Posted: March 11, 2013, 9:15 p.m. EST
Pet owners are looking for health-boosting natural treats made with a limited number of ingredients. Here's what's at the top of their list.
By Carolee Anita Boyles
Manufacturers are responding to customer demand by creating a new generation of treats that cater to not only a dog's palate, but also its nutritional needs. This means happy dogs, happy customers and more dollars on retailers' bottom lines.
Pet owners increasingly want to give their pets healthful treats made with high-quality ingredients, noted Tracey Quillin, category manager of treats and consumables for PetSafe, based in Knoxville, Tenn.
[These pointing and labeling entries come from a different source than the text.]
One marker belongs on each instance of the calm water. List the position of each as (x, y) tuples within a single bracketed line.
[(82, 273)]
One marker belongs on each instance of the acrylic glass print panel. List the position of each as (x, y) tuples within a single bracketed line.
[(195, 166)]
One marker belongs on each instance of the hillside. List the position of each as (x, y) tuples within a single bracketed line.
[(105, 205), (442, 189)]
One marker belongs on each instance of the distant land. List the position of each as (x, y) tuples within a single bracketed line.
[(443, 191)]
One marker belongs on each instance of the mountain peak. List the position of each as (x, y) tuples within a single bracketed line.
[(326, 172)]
“More pet parents are becoming concerned about where their pet treats are manufactured and are asking for USA-made treats,” she said. “The humanization of the pet market is the strongest factor that's driving the trend to higher-quality ingredients and more healthful treats. Consumers are reading the labels more and asking about calories. Significant product recalls on jerky products made in China also are driving consumers to demand USA-made treats.”
In response to these trends, PetSafe released USA-made jerky treats as well as a lickable dog treat, Quillin added.
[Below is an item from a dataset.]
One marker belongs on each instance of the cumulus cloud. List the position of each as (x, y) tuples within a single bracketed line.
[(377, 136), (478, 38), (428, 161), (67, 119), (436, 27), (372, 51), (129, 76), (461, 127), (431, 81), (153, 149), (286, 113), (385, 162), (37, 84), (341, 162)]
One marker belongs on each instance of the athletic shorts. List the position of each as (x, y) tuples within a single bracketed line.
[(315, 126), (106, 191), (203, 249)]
Stores can offer a wide variety of treats to cater to the canine palette. Sherri L. Collins/I-5 Publishing at Kriser's in Irvine, Calif.
“This year we're launching Lickety Stik Gel, which allows dog owners a fun way to give a highly palatable treat with added health and oral care benefits,” she said. “We're also introducing our Indigo Smokehouse Meats, which are made with real chicken or beef and vacuum-sealed for freshness. These are premium and safe jerky treat alternatives and always made in the USA.”
Gregg Bernhardt, owner of Bag of Bones Barkery, a retailer in Hamilton, N.J., prepares a proprietary line of all-natural treats that he sells in his store and wholesales to other pet retailers. He's noticed a growing demand for exotic and alternative proteins in pets' treats.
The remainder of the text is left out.